China bypassed Germany in 2022 to become the world’s second-largest automobile exporter by volume, according to Xu Haidon of the China Association of Automobile Manufacturers (CAAM). Electric vehicle exports to Europe are a major driver in the upsurge of Chinese car exports.
In 2022, China exported 3.1 million vehicles, according to CAAM, growing by over 50 percent over the previous year. These gains come on the back of even more robust growth in 2021, when Chinese car exports doubled in volume.
Germany, Japan, the United States, and a host of other countries are still ahead of China in vehicle exports by value. But EVs are driving a rise both in the volume of total Chinese automobile exports and their average cost, which has grown by roughly 50 percent to $18,900 since 2018, according to Xu of the CAAM.
Chinese Exports of EVs to Europe Rise
Chinese manufactured vehicles were once seen as largely destined for the domestic market and lower-income countries. But Chinese companies have made significant inroads into Europe, partly by acquiring European brands. Popular Chinese-owned EV brands include the mid-market Polestar and MG.
Belgium is the top export market for what China calls "new energy vehicles," which includes fuel cell and hybrid vehicles as well as fully-electric cars.
For a brief period, Volvo S90s manufactured in China were shipped by rail to Belgium via the Belt and Road Initiative's Eurasian rail corridor. But Volvo discontinued use of this route before Russia's invasion of Ukraine, due to poor service and high costs. Chinese manufacturers like BYD have begun to acquire vessels to develop their own maritime logistical infrastructure for exporting vehicles to Europe.

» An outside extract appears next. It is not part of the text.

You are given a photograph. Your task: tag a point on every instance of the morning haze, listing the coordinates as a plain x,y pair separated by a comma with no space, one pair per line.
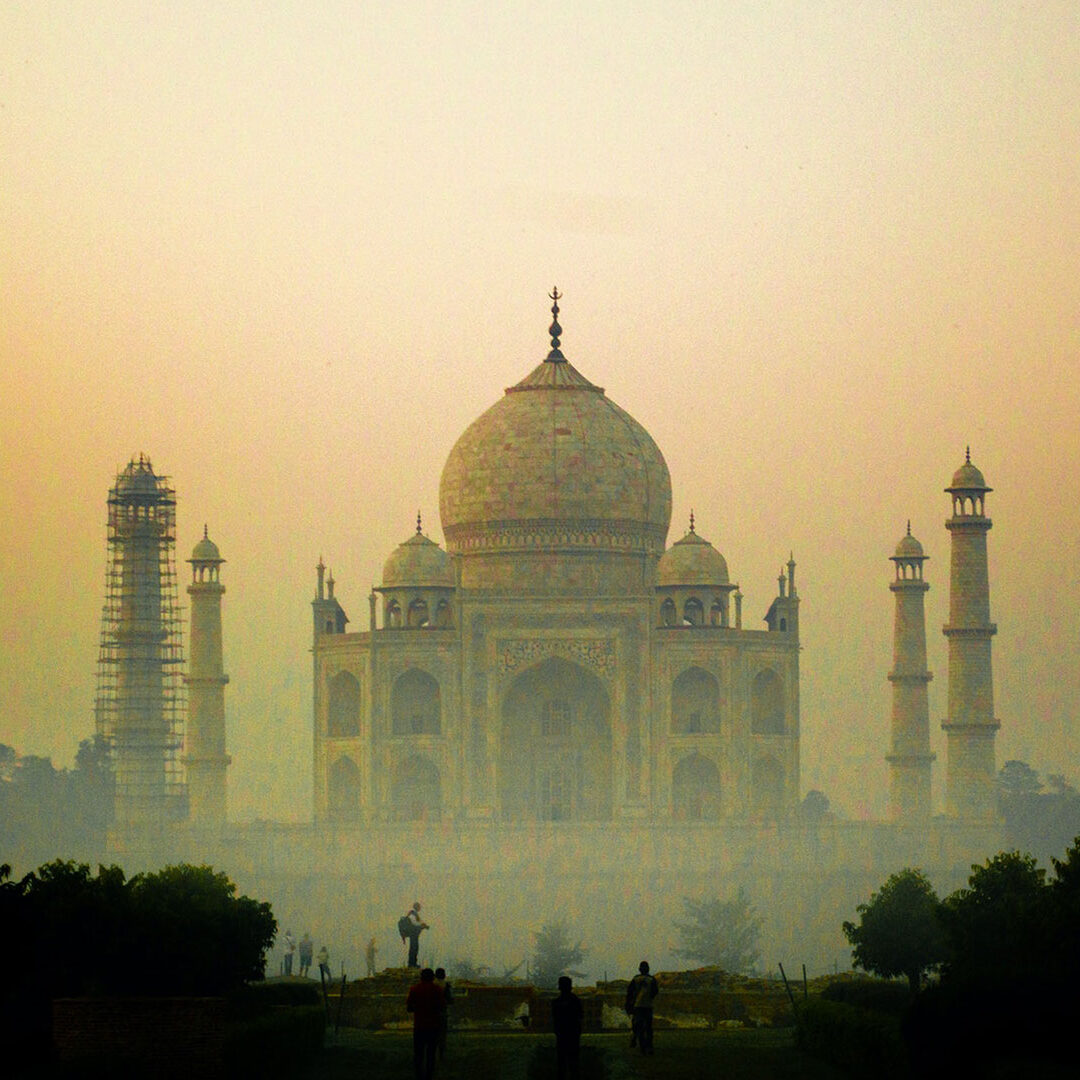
814,253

China is the world's biggest auto manufacturer. It is also the world's largest vehicle market. And it is keen on consolidating its advantages across the electric vehicle supply chain, from raw materials to battery production and automobile manufacturing.
China's rapid ascent as the world's top manufacturer of batteries and EVs is due in part to strategic subsidies, including the use of sales tax breaks, to boost production. Last year, China's BYD surpassed Tesla to become the world's largest EV manufacturer.
By 2031, Chinese companies could emerge as the largest battery manufacturers in Europe, according to Benchmark Minerals. According to Fitch Solutions, Chinese manufacturers could grab upwards of 15 percent of the European battery-electric vehicle (BEV) market, filling a void by meeting demand for lower-cost EVs.